NÉ À LONGEREAU (Côte-d’Or), LE 28 AVRIL 1836

DÉCÉDÉ À LA JONCHÈRE (Seine-et-Oise)

LE 19 MAI 1862

Requiescat in Pace.

Deux mois plus tard, la jeune veuve entrait en possession de son héritage et déléguait tous ses pouvoirs à Me Mabillon qui devenait ainsi, au nom de sa cliente, l’administrateur général de l’immense fortune laissée par André Clavière.

La présence de Marie à Paris n’était plus nécessaire.

Elle partit.

À l’exception de Me Mabillon, du docteur Abel Chevriot, de Philippe Beaugrand, du chirurgien-major Charles Balley et des époux Pinguet, personne ne savait où elle était allée.

Les habitants de la rue de Chabrol et même de tout le quartier s’étaient intéressés à la jeune femme ; ils s’occupèrent beaucoup de son départ précipité, inattendu, qui ressemblait à une fuite.

On ne pouvait pas interroger à ce sujet Mme Durand, la concierge ; celle-ci avait disparu le même jour que la jeune veuve. Et l’on se demandait :

– Qu’est-il donc encore arrivé à cette pauvre Marie ? Bien sûr, il y a là un nouveau malheur. Et la concierge, qui disparaît aussi ; est elle donc partie avec sa locataire ? Qu’est-ce que tout cela veut dire ?

On cherchait à s’expliquer, à deviner les causes, mais on ne comprenait pas.

On ne savait pas, on ne pouvait pas savoir que ce jeune homme, qui avait épousé Marie Sorel à son lit de mort, lui avait laissé une fortune de huit millions.

Un seul individu, en causant avec une personne de Longereau, de passage à Paris, avait appris, sans en connaître toutefois l’importance, qu’André Clavière avait laissé à sa veuve une assez belle fortune.

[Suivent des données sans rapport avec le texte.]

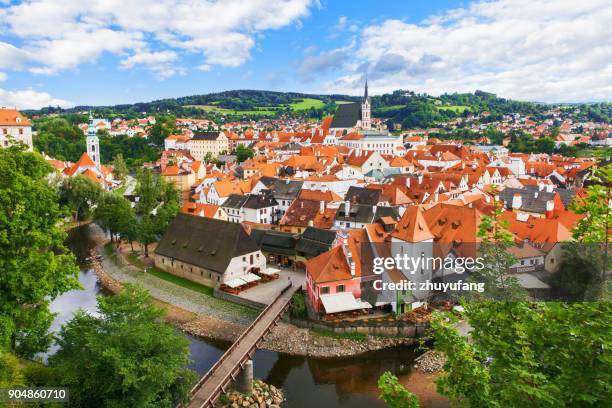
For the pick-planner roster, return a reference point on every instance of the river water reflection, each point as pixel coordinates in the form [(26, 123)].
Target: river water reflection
[(307, 382)]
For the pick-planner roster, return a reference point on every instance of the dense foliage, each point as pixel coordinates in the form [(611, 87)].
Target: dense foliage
[(527, 355), (126, 357), (35, 265)]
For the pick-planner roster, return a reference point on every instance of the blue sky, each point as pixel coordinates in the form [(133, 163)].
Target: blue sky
[(74, 52)]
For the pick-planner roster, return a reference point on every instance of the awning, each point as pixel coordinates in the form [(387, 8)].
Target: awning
[(342, 302), (269, 271), (250, 277)]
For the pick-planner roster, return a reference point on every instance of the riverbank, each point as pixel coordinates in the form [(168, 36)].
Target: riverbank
[(210, 318)]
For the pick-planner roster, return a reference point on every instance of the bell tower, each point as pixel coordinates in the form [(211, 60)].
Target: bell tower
[(366, 120), (93, 143)]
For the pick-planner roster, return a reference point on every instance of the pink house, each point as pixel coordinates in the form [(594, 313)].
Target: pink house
[(333, 285)]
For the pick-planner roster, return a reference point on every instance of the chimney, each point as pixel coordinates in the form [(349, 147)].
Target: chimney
[(550, 207), (517, 201)]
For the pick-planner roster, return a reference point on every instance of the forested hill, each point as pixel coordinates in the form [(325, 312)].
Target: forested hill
[(403, 107)]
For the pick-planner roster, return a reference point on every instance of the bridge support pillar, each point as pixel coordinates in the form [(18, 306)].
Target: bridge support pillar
[(244, 381)]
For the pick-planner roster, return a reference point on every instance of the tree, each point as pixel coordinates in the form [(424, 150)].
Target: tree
[(120, 170), (147, 232), (585, 261), (499, 284), (80, 194), (126, 357), (243, 153), (394, 394), (158, 204), (35, 265), (522, 354), (114, 214)]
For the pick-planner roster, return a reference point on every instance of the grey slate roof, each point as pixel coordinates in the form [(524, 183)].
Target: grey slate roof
[(262, 200), (347, 115), (532, 200), (315, 241), (364, 213), (360, 195), (205, 242), (235, 201), (286, 189), (206, 135)]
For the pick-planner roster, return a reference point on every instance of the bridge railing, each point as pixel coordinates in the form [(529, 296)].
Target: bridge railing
[(210, 372)]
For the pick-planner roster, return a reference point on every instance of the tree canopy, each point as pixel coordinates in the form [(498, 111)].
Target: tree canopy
[(36, 266)]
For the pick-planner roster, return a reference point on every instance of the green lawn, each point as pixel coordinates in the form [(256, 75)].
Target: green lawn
[(225, 111), (196, 287), (307, 103), (389, 108), (454, 108)]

Cet individu dont nous parlons était l’oncle par alliance de Marie Sorel, Joseph Gallot, que ses camarades de débauche avaient surnommé le Borgne.

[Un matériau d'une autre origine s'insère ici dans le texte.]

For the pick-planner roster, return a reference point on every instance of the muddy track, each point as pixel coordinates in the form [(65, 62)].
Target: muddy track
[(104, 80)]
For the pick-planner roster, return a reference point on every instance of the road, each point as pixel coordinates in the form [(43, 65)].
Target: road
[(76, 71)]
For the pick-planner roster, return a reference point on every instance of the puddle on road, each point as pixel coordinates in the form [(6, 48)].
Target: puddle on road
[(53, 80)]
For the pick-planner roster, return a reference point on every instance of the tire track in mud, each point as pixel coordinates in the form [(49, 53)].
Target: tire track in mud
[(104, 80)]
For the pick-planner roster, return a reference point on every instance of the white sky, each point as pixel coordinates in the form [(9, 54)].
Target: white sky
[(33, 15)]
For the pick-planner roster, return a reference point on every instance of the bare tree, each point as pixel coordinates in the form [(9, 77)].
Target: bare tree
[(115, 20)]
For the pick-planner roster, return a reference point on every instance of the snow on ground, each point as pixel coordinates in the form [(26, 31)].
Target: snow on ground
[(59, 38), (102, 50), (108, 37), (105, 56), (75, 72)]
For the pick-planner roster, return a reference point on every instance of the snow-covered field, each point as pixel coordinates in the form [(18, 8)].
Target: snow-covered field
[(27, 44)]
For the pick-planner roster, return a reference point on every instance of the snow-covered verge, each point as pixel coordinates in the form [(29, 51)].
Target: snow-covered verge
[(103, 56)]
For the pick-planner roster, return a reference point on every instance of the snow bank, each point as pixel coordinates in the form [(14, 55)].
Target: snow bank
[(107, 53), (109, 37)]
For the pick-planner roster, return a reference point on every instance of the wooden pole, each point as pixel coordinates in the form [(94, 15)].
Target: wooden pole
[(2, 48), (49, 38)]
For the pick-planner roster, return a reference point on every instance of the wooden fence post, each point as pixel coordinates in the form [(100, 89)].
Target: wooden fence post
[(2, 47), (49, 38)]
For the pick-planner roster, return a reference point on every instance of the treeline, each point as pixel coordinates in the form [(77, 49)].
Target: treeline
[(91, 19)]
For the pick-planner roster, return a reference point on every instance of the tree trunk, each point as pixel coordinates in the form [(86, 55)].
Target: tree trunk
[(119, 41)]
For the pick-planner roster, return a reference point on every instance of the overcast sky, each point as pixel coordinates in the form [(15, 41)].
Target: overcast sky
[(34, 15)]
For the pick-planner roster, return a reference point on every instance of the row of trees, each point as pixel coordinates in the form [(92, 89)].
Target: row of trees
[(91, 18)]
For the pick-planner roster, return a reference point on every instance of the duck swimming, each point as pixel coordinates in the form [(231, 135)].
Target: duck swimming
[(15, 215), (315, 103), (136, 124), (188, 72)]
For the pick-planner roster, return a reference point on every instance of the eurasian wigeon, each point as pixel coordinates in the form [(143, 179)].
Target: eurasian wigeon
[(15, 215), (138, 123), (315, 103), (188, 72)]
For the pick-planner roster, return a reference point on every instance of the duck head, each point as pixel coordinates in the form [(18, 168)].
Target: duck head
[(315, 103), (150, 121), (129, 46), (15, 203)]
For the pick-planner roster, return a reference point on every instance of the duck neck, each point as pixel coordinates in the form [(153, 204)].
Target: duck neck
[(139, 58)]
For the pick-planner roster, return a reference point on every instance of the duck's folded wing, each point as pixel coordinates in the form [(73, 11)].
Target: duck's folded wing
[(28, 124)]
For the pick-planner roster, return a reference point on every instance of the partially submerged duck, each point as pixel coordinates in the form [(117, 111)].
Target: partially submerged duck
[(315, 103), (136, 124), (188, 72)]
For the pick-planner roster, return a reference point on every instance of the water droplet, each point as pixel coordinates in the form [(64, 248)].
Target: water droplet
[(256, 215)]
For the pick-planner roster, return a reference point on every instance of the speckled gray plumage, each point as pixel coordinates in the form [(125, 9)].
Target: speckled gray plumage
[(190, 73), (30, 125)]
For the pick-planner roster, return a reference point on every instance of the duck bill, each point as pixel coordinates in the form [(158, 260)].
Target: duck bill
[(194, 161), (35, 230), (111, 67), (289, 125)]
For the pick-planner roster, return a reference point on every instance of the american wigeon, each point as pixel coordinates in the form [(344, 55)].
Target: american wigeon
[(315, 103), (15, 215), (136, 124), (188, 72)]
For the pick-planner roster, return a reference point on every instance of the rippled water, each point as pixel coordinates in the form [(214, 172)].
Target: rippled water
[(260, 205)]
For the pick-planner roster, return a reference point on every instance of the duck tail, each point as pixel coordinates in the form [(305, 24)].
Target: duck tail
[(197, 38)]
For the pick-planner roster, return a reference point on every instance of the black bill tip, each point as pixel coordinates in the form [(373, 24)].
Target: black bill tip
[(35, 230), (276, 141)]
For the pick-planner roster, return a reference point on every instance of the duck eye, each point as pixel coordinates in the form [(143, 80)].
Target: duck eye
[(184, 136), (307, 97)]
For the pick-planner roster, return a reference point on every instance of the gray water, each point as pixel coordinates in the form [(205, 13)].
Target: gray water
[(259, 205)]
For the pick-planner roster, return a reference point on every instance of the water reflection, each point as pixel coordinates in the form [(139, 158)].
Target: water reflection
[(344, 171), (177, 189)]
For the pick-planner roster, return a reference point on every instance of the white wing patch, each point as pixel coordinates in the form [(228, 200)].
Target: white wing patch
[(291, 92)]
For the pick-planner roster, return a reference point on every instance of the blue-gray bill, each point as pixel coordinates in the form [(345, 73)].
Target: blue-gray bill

Joseph Gallot avait jeté son marteau au pied de l’enclume et brisé sa lime sur l’étau ; il ne travaillait plus. Faire de la serrurerie, c’est dur, ça donne trop de mal. Associé à des repris de justice, à des forçats en rupture de ban, le misérable était devenu voleur. Il devait en arriver là. Il prenait part à des attaques nocturnes et, en sa qualité de serrurier, il était passé maître en l’art de forcer les portes et les serrures des meubles des maisons de la banlieue.

– Puisque ma nièce est riche, s’était-il dit, il faut que j’aie ma part du gâteau qu’elle a à manger.

Mais la jeune femme n’était plus à Paris.

– Où est-elle ? se demanda Gallot avec un sinistre grincement de dents.

Oh ! je la chercherai, et si bien que je la retrouverais.